FROM base as pruned_sources
COPY --from=prune /usr/src/app/out/full/ .
COPY --from=prune /usr/src/app/tsconfig.json .
COPY --from=prune /usr/src/app/out/pnpm-lock.yaml .
node_modules
This is where the devDependencies vs dependencies installation happens. First, we start with the smaller set (--prod true
):
FROM pruned_project_files as node_modules_for_run
RUN install_packages wget python3 make g++
RUN pnpm install --prod true
Then we derive another stage from that and install the rest (--prod false
):
FROM node_modules_for_run as node_modules_for_build
RUN pnpm install --prod false --force
Build
To build the application, we take all the sources and copy in the needed node_modules.
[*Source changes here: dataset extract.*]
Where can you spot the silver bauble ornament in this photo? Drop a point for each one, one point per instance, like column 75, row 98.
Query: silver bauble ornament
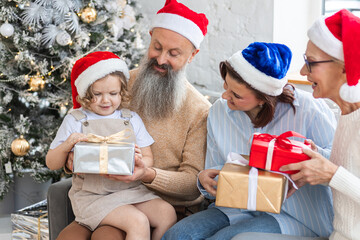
column 7, row 29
FROM pruned_sources as build
COPY --from=node_modules_for_build /usr/src/app/node_modules /usr/src/app/node_modules
COPY --from=node_modules_for_build /usr/src/app/modules/shared/node_modules /usr/src/app/modules/shared/node_modules
COPY --from=node_modules_for_build /usr/src/app/apps/device/node_modules /usr/src/app/apps/device/node_modules
ARG example_build_input
ENV EXAMPLE_BUILD_INPUT=${example_build_input}}
RUN pnpm turbo --filter device-app build
Run
The final stage copies in the smaller set of node_modules and the built artifacts.
FROM pruned_sources as run
RUN install_packages vim
ENV PORT=80
HEALTHCHECK --start-period=30s --timeout=30s --interval=30s --retries=3 \
CMD curl --silent --fail localhost:80
COPY --from=node_modules_for_run /usr/src/app/node_modules /usr/src/app/node_modules
COPY --from=node_modules_for_run /usr/src/app/apps/device/node_modules /usr/src/app/apps/device/node_modules
COPY --from=node_modules_for_run /usr/src/app/modules/shared/node_modules /usr/src/app/modules/shared/node_modules
COPY --from=build /usr/src/app/apps/device/build /usr/src/app/apps/device/build
CMD ["pnpm", "--filter", "device-app", "start"]
So many stages
In case you lost track, here’s a diagram:
Yes, it’s a lot of stages, but they’re cheap. I value being able to name intermediate states, and they work nicely with Docker’s caching.
Results
Applying these optimizations to our Docker build reduced the image size by half (!). A working example of this structure can be found on GitHub at jrr/prune-monorepo-example.